Metodi Stankov, Anne Cossmann, Agnes Bonifacius, Alexandra Jablonka, Gema Morillas Ramos, Nina Goedecke, Anna Zychlinsky Scharff, Christine Happle, Anna-Lena Boeck, Anh Thu Tran, Isabell Pink, Marius M Hoeper, Rainer Blasczyk, Martin Winkler, Inga Nehlmeier, Amy Kempf, Heike Hofmann-Winkler, Markus Hoffmann, Britta Eiz-Vesper, Stefan Poehlmann, Georg Behrensdoi: https://doi.org/10.1101/2021.04.16.21255412
Vaccine-induced neutralizing antibodies are key in combating the COVID-19 pandemic. However, delays of boost immunization due to limited availability of vaccines may leave individuals vulnerable to infection and disease for prolonged periods. The emergence of SARS-CoV-2 variants of concern (VOC), B.1.1.7 (United Kingdom), B.1.351 (South Africa) and P.1 (Brazil), may reinforce this issue with the latter two being able to evade control by antibodies. We assessed humoral and T cell responses against SARS-CoV-2 WT and VOC and endemic human coronaviruses (hCoV) that were induced after single and double vaccination with BNT162b2. Despite readily detectable IgG against the receptor-binding domain (RBD) of the SARS-CoV-2 S protein at day 14 after a single vaccination, inhibition of SARS-CoV-2 S-driven host cell entry was weak and particularly low for the B.1.351 variant. Frequencies of SARS-CoV-2 specific T cells were low in many vaccinees after application of a single dose and influenced by immunity against endemic hCoV. The second vaccination significantly boosted T cell frequencies reactive for WT, B.1.1.7 and B.1.351 variants. These results call into question whether neutralizing antibodies significantly contribute to protection against COVID-19 upon single vaccination and suggest that cellular immunity is central for the early defenses against COVID-19.
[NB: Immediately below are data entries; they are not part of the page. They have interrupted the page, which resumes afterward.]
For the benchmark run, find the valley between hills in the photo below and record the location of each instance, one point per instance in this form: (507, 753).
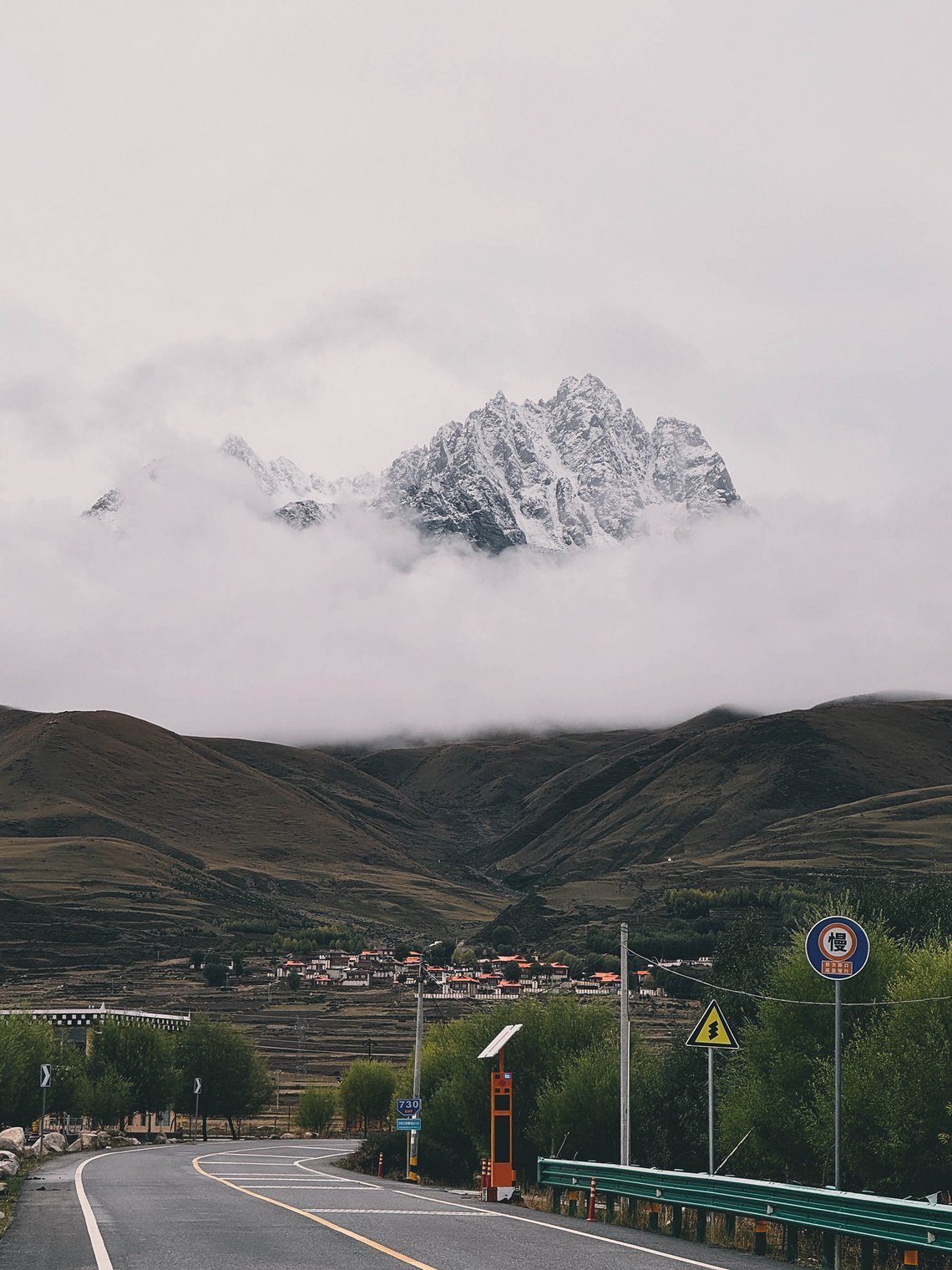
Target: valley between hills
(117, 836)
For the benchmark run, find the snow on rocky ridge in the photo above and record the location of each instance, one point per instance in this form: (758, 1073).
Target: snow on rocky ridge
(575, 470)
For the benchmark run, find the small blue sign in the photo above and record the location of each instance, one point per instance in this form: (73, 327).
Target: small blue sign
(837, 947)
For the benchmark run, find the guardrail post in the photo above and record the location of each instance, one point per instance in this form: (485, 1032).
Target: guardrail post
(791, 1241)
(761, 1238)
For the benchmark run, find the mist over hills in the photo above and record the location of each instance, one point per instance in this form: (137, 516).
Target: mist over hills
(114, 831)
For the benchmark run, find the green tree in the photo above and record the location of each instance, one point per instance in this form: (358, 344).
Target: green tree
(235, 1079)
(778, 1085)
(105, 1098)
(454, 1082)
(896, 1084)
(367, 1092)
(216, 974)
(24, 1044)
(316, 1109)
(576, 1113)
(141, 1055)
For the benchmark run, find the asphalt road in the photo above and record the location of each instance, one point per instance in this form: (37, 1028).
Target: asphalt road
(261, 1206)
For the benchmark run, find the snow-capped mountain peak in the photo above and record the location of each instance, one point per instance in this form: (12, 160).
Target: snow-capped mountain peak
(575, 470)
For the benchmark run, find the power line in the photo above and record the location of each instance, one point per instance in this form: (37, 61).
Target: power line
(782, 1001)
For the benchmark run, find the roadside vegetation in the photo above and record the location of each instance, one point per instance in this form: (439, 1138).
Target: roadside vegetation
(773, 1098)
(131, 1069)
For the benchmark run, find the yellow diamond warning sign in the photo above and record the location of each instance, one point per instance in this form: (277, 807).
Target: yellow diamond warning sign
(712, 1030)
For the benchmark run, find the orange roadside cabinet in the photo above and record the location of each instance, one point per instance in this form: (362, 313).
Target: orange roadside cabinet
(499, 1177)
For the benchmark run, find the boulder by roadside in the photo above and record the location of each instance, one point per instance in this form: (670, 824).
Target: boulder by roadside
(13, 1140)
(53, 1145)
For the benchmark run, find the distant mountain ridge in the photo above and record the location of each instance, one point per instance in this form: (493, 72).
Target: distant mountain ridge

So this says T cells are important but I told you this about a year ago. Astrazeneca jab gives you a T cell response after one dose
Disclaimer: Please note that the opinions expressed here are those of the author and do not reflect the positions of the Barts and The London School of Medicine and Dentistry nor Barts Health NHS Trust or Queen Mary Univeristy of London.